Rather than litigating biologics patents under the BPCIA, biosimilars applicants may challenge biologics patents by filing IPRs. We will review IPRs that have been filed in the biologics area, analyze key institution decisions, and provide takeaways from the institution decisions and our views on lessons that should be learned from these decisions.
Biography:
Shimada T has completed his Ph.D. at the age of 38 years from University of Tsukuba. He is the R&D manager of Life Science Research Center, SHIMADZU Corporation. His career in SHIMADZU is from 2001, and has been participated in several project such as age-related liver proteomics, next generation mass spectrometry, collaboration with National Cancer Center Japan, and academic careers in several university. He has published more than 20 papers in scientific journals. His specialities are protein chemistry, proteomics, and bioanalysis by mass spectrometry.
Abstract:
Monoclonal antibodies have become a major therapeutic strategy in cancer care. The approved antibody drugs have been about 41 items, and many clinical trials including biosimilars have been now performing in the world. For precision medicine, pharmacokinetic (PK) information in blood or disease tissue will become one of the good indicators for drug efficacy. Therefore, versatile analysis for the direct detection of antibody drugs will be desired. The LCMS bioanalysis of antibody drugs is a significant platform for the selective quantitation of antibody specific region or the feasibility of multiplex assays. For a regulated LCMS bioanalysis independent of a variety of monoclonal antibodies or biological taxonomy sources, we have focused on the two features: antibody structure-indicated method, and complementarity-determining region (CDR)-targeting quantitation.

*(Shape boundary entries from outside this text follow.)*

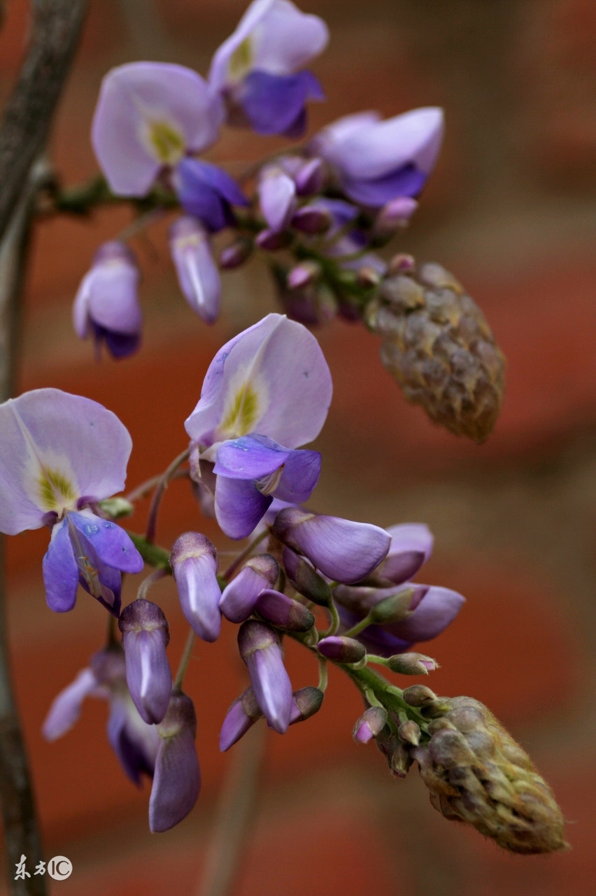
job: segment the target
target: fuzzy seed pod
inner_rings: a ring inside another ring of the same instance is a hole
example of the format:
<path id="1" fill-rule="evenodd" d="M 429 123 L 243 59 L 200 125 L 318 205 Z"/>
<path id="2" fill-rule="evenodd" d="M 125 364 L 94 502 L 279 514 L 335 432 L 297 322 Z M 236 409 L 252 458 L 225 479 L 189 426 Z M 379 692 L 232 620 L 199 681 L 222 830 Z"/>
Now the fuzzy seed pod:
<path id="1" fill-rule="evenodd" d="M 430 723 L 430 741 L 410 750 L 434 807 L 510 852 L 566 849 L 561 811 L 527 754 L 479 701 L 441 700 L 449 711 Z"/>
<path id="2" fill-rule="evenodd" d="M 397 271 L 383 280 L 367 317 L 408 401 L 456 435 L 484 442 L 501 406 L 505 358 L 455 277 L 434 263 Z"/>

Minimizing peptide complexity while maintaining specificity of antibody signature peptides is essential for antibody LCMS bioanalysis. To the best of our knowledge, CDR-selective preparation in antibody proteolysis has never been investigated to date. We have reported a novel method for the Fab-selective proteolysis to identify and quantify antibodies by the limiting protease access to the substrate, which we have named nano-surface and molecular-orientation limited (nSMOL) proteolysis. nSMOL enables efficient and quantitative detection of CDR peptides while decreasing the peptide numbers of the analytical target without denaturation. We have reported several papers for fully validated bioanalysis of antibody drugs. This approach will be applicable for many monoclonal antibodies and biosimilar drugs. Furthermore, the clinical PK based on LCMS may be expected to aid acceleration of the development of biopharmaceuticals.